Es sind an einhundert Blöcken, verteilt über 5 Sektoren, derzeit knapp 350 (!) Linien definiert. Der Schwerpunkt der Schwierigkeitsgrade liegt im 6er-Bereich, wobei ich vor Ort das Gefühl hatte, dass die Bewertung eher hart ist.

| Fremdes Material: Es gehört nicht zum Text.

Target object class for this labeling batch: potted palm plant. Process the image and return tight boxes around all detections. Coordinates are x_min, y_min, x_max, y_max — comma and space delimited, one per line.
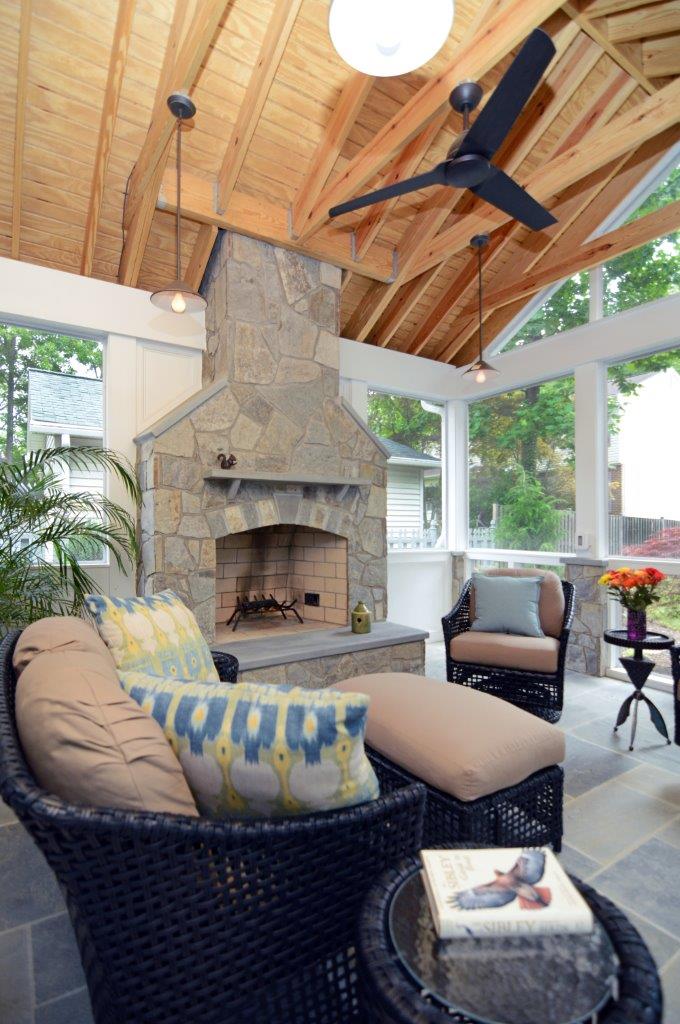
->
0, 447, 139, 635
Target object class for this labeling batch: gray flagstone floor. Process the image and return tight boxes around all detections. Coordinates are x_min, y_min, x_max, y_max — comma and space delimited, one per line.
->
427, 643, 680, 1024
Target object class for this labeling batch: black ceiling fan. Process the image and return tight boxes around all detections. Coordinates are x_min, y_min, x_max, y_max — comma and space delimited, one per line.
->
329, 29, 556, 231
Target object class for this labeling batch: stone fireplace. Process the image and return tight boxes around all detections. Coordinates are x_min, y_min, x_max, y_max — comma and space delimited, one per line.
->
215, 525, 347, 642
137, 232, 387, 641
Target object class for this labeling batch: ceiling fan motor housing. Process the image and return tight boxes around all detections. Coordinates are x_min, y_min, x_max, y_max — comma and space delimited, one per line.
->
168, 92, 196, 121
444, 153, 494, 188
449, 82, 482, 114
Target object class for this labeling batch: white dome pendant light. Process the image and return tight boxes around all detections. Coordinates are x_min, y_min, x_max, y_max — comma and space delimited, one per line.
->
328, 0, 454, 78
152, 92, 208, 313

Hier gibt es also durchaus eine lange To-Do-Liste für ein Wochenende oder länger – umso unverständlicher ist es, dass dieses Gebiet eher selten besucht wird; einige Linien setzen schon wieder deutlich Moos an – also Bürste nicht vergessen!
Und selbst für Lauffaule ist gesorgt: Der Zustieg vom Parkplatz in der Ortsmitte bis zu der markanten Brücke bei den ersten Blöcken (Koordinaten: N46.37114 E9.35813) beträgt gerade einmal gemessene 360 Meter, zudem noch gut ausgeschildert, da das Bouldergebiet direkt am Fernwanderweg “Via Spluga” liegt (man könnte also sogar vom Magic Wood hierher wandern 😀 ).

Was man übrigens auch nicht vergessen sollte, sind warme bzw. zumindest winddichte Klamotten. Der Wind, der hier durch die Schlucht pfeift, ist ja im Hochsommer eine willkommene Erfrischung; ansonsten ist er eher bissig kalt und kann einem leicht eine Erkältung bescheren, wenn man verschwitzt rumsteht…

Boulderführer: Wer beabsichtigt, im Val di Mello zu bouldern, beschafft sich ohnehin den dicken Wälzer “Mello Boulder“, in dem auch dieses Gebiet beschrieben ist.
Es gibt aber auch ein 1seitiges PDF-Kurz-Topo.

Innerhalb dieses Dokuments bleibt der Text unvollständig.